SELECT c.relname, c.relkind
  , pg_size_pretty(count(*) * 8193) as buffered
  , round(100.0 * count(*) / ( SELECT setting FROM pg_settings WHERE name='shared_buffers')::integer,1) AS buffers_percent
  , round(100.0 * count(*) * 8192 / pg_relation_size(c.oid),1) AS percent_of_relation
FROM pg_class c
INNER JOIN pg_buffercache b ON b.relfilenode = c.relfilenode
INNER JOIN pg_database d ON (b.reldatabase = d.oid AND d.datname = current_database())
WHERE c.oid >= 16384
AND pg_relation_size(c.oid) > 0
GROUP BY c.oid, c.relname
ORDER BY 3 DESC
LIMIT 10;

 relname | relkind | buffered | buffers_percent | percent_of_relation
---------+---------+----------+-----------------+---------------------
 records | r       | 781 MB   |            99.7 |                27.2

Relations with object IDs (oid) below 16384 are reserved system objects.

Inspecting the query cache performance#

Queries can also be inspected for the cache hit performance using EXPLAIN:

EXPLAIN (ANALYZE, BUFFERS, VERBOSE)
SELECT * from records;
                                                          QUERY PLAN
--------------------------------------------------------------------------------------------------------------------------------
Seq Scan on public.records  (cost=0.00..480095.20 rows=11207220 width=77) (actual time=0.158..16863.051 rows=11600000 loops=1)
  Output: id, "timestamp", data
  Buffers: shared hit=92345 read=275678 dirtied=10938
Query Identifier: 2582883386000135492
Planning:
  Buffers: shared hit=30 dirtied=2
Planning Time: 1.081 ms
Execution Time: 17467.342 ms
(8 rows)

Using hit / (hit + read) shows ~25% of this full table scan was in the shared_buffers

Putting data into the cache manually#

You may want to prewarm the shared_buffers in anticipation of a specific workload, such as a large analytical query set used for reporting. This can be accomplished using the pg_prewarm extension.

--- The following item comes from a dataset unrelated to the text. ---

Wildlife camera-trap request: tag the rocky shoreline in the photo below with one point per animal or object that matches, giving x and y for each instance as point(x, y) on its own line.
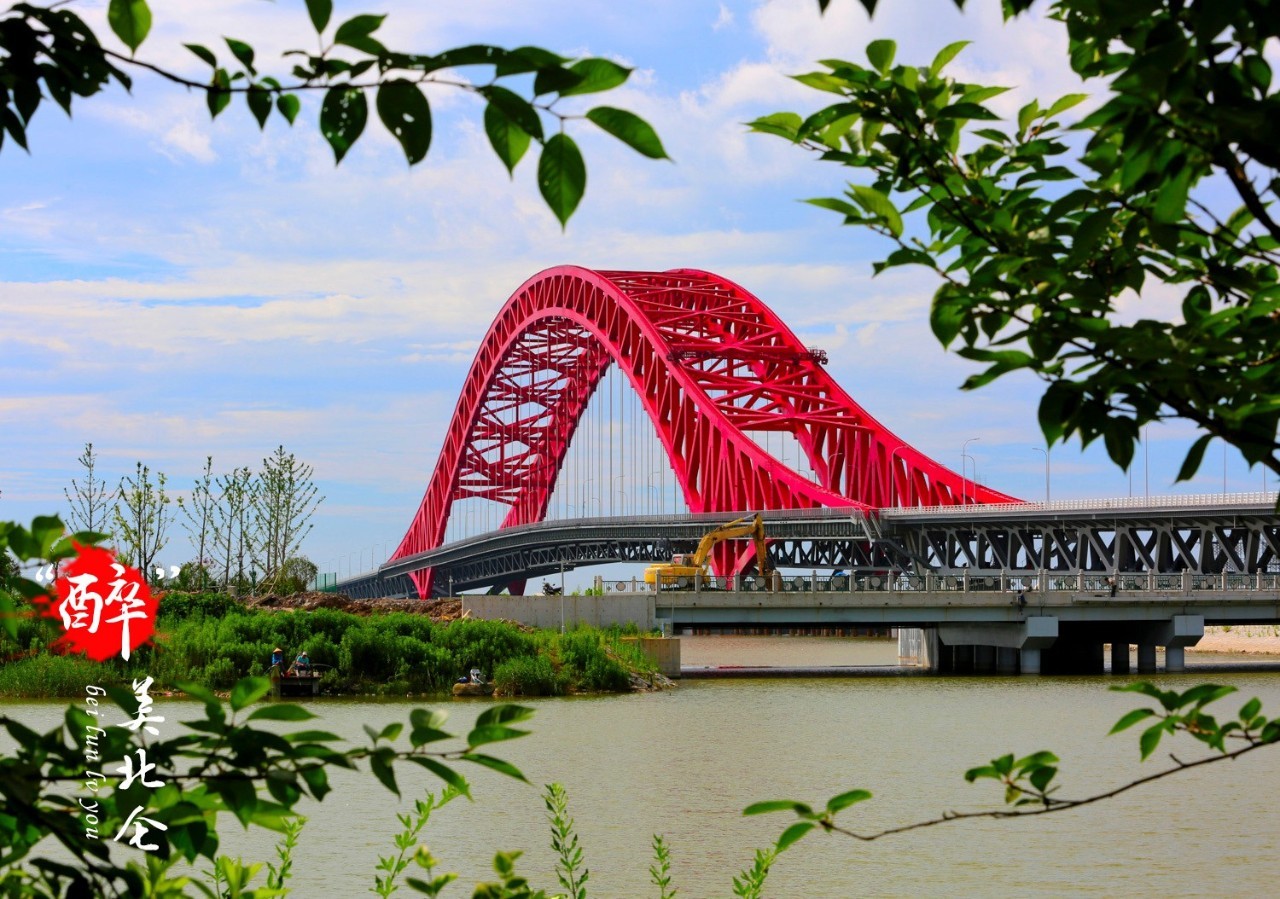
point(1244, 639)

CREATE EXTENSION pg_prewarm;

Example

Call the pg_prewarm function and pass the name of a desired table.

SELECT * FROM pg_prewarm('public.records');
pg_prewarm
------------
     368023

 SELECT pg_size_pretty(pg_relation_size('public.records'));
 pg_size_pretty
 ----------------
 2875 MB

368023 pages have been read into the cache (or ~2875 MB).

If the shared buffers size is less than pre-loaded data, only the tailing end of the data is cached as the earlier data encounters a forced ejection.